I don't think those tools are exclusive. You can use goaccess to generate a .json and inject those metrics in prometheus or other to browse them in grafana.

Finally this kind of setup depends on many things, the number of servers, the criticality of the mission, the size of the team, the skills of the team... I can only advice on trying what fits your situation best.

[nodiscc]

My use case is described in https://github.com/allinurl/goaccess/issues/2599 (I persist the database on-disk, so there is currently no way to remove a visitor from the Visitor Hostnames and IPs table, as exclude-ip will only prevent new visitors from being inserted in the persistent database, but the ones already inserted will be kept).
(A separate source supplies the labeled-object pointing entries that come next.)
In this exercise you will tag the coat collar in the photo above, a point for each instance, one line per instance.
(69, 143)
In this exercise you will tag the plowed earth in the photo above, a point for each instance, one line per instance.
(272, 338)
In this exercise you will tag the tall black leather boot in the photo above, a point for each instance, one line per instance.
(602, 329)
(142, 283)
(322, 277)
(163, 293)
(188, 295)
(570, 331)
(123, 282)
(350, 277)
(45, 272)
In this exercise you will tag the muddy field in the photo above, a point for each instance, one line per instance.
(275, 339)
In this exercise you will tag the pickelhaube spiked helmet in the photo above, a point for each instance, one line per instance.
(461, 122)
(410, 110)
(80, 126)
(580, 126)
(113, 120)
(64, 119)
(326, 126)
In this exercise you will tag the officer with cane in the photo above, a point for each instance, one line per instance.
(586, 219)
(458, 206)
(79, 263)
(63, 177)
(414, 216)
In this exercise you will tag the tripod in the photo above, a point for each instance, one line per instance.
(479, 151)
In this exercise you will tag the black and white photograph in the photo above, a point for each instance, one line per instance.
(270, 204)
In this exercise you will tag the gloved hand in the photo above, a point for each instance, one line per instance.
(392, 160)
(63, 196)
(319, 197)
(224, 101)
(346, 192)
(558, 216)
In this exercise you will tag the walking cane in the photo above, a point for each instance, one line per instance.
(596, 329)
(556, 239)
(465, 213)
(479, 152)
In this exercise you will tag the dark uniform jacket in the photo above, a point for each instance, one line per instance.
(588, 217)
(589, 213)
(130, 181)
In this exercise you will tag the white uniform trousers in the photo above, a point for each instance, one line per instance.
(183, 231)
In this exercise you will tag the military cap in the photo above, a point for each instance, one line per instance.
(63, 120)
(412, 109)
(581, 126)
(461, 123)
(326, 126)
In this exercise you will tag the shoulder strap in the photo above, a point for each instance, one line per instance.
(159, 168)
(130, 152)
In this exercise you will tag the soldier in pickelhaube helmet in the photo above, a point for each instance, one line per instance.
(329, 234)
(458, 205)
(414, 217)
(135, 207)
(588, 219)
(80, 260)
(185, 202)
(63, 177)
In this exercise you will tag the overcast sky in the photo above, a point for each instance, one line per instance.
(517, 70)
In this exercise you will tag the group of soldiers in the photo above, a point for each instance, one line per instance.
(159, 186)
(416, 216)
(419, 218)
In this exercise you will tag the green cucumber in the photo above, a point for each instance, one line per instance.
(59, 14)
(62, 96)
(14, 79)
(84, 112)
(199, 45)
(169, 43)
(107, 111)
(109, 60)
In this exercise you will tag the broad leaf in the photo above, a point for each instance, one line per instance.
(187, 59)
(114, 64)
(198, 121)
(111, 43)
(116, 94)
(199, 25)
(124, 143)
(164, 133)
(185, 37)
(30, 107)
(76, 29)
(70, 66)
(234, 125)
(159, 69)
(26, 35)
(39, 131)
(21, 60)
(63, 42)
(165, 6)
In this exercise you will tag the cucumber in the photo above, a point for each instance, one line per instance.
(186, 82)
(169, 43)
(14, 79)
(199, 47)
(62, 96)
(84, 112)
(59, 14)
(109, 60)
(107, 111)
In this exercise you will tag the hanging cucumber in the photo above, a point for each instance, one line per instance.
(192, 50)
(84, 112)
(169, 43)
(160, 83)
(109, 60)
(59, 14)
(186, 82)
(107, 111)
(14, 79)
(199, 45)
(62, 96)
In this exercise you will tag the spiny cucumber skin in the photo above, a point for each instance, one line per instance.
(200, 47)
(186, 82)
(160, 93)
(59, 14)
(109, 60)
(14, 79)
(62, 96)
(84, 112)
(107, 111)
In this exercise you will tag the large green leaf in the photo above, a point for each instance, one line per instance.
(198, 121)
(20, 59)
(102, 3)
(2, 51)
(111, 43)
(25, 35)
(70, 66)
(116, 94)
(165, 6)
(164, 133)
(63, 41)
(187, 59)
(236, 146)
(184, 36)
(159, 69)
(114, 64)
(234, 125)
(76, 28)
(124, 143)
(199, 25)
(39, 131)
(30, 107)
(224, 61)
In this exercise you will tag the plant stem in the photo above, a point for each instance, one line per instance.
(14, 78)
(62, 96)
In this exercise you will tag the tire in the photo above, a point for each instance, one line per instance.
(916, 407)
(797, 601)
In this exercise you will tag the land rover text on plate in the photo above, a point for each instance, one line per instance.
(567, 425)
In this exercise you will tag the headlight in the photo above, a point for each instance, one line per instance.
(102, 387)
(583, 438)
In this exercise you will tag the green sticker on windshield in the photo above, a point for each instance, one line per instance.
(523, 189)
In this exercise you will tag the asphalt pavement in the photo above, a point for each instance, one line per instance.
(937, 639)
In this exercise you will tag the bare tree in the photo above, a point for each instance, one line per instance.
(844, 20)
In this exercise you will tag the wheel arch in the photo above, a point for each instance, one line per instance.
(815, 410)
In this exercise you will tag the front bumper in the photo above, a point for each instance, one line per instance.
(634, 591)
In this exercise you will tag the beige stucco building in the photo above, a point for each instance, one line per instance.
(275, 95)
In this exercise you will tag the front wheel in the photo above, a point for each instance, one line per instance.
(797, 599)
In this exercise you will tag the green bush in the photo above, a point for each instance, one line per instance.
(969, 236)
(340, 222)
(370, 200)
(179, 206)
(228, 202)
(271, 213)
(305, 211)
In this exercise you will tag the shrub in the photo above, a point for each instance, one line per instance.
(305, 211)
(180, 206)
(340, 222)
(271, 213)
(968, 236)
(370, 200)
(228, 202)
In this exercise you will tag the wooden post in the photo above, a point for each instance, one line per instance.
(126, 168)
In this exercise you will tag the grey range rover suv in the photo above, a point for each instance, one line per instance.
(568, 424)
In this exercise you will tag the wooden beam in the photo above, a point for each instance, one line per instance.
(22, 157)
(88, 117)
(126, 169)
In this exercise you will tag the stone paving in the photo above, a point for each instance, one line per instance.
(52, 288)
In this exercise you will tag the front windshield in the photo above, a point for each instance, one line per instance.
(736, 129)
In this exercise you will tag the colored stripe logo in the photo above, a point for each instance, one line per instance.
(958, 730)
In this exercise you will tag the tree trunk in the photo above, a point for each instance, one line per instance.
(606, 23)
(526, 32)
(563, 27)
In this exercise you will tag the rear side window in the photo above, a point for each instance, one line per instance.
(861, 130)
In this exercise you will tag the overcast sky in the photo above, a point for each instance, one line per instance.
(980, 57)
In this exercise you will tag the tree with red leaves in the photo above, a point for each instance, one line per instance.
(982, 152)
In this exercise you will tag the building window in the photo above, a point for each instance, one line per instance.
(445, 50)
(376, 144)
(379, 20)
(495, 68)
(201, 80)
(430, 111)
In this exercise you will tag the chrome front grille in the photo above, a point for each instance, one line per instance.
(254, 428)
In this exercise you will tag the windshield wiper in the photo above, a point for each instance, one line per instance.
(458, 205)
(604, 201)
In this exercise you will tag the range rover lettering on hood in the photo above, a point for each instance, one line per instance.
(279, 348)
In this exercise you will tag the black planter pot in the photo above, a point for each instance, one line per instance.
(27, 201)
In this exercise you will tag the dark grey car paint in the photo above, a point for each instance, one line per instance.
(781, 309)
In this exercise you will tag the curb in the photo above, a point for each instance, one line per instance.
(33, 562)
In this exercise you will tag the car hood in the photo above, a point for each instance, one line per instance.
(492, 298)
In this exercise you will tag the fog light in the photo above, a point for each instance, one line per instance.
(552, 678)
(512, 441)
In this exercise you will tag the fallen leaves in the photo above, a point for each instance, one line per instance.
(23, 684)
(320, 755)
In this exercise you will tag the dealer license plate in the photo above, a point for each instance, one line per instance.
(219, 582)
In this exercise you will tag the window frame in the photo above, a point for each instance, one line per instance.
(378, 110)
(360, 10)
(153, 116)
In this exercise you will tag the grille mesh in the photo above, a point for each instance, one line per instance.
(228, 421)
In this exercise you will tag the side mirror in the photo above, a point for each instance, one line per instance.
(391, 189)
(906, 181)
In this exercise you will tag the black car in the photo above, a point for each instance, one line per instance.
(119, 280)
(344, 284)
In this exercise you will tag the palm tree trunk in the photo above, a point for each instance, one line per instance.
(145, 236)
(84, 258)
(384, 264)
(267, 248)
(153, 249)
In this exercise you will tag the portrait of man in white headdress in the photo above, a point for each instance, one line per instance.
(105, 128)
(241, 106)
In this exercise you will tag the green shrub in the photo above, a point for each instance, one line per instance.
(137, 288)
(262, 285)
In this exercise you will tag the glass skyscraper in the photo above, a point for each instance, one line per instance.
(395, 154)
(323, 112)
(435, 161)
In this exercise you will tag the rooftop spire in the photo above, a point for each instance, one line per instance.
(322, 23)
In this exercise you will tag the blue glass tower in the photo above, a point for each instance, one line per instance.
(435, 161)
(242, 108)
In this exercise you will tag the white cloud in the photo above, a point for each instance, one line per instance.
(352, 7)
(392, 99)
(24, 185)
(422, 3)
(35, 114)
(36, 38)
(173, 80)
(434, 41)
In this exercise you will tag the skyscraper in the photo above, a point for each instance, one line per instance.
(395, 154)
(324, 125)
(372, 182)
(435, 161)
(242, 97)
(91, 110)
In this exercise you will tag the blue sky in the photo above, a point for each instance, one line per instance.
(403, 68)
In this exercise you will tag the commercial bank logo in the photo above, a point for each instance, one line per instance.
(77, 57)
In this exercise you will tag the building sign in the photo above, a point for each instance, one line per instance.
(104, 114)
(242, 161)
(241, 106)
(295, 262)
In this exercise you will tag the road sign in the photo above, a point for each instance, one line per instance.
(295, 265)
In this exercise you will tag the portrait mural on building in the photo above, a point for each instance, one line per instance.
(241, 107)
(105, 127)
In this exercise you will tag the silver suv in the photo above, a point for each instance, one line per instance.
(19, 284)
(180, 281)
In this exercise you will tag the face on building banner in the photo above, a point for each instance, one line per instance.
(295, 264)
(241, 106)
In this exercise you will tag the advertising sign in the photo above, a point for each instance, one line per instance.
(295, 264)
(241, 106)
I understand that this issue is trying to be "generic" (i.e. being able to filter based on any field), and real-time (i.e. ability to set a filter from TUI, command-line, or HTML report) - but I feel this the scope is too wide to actually be actionable/possible to implement (need to write different filter mechanisms for the TUI/CLI/HTML interfaces...)

@allinurl I think it would be good to establish a list of what users actually expect to achieve with this feature.

For me, a simple --exclude-ip-from-report $IP1,$IP2,$IP3,... command-line flag during one-shot HTML report generation would be sufficient.

[Hufschmidt]

Its been a while since I started monitoring this but I think my main requirement was also to exclude certain fixed IPs from my monitoring host from appearing on the list.

[allinurl]

@nodiscc, good observation. As I previously explained, it's currently not practical to implement a direct "exclude-ip-from-report" functionality when retrieving data from the persisted store because, at that stage, the data has already been processed. To introduce this feature, we need to restructure how data is stored, making it a bit more complex than a straightforward filtering process. Although there are challenges, progress is being made and will be out sooner than later.

@Hufschmidt, you can achieve exclusion using -e, for example: -e 127.0.0.1. Are you aiming to exclude in real-time?

[bear0330]

Wait for a date filter for a long time

[allinurl]

@bear0330 hard at work on this feature! wait won't be in vain ;)

[seiz]

I am also eagerly awaiting this enhancement. I wish i could filter the HTML-Report at least by date (range), to be able to show stats for a specific date (i use persistence and my reports include several days/months).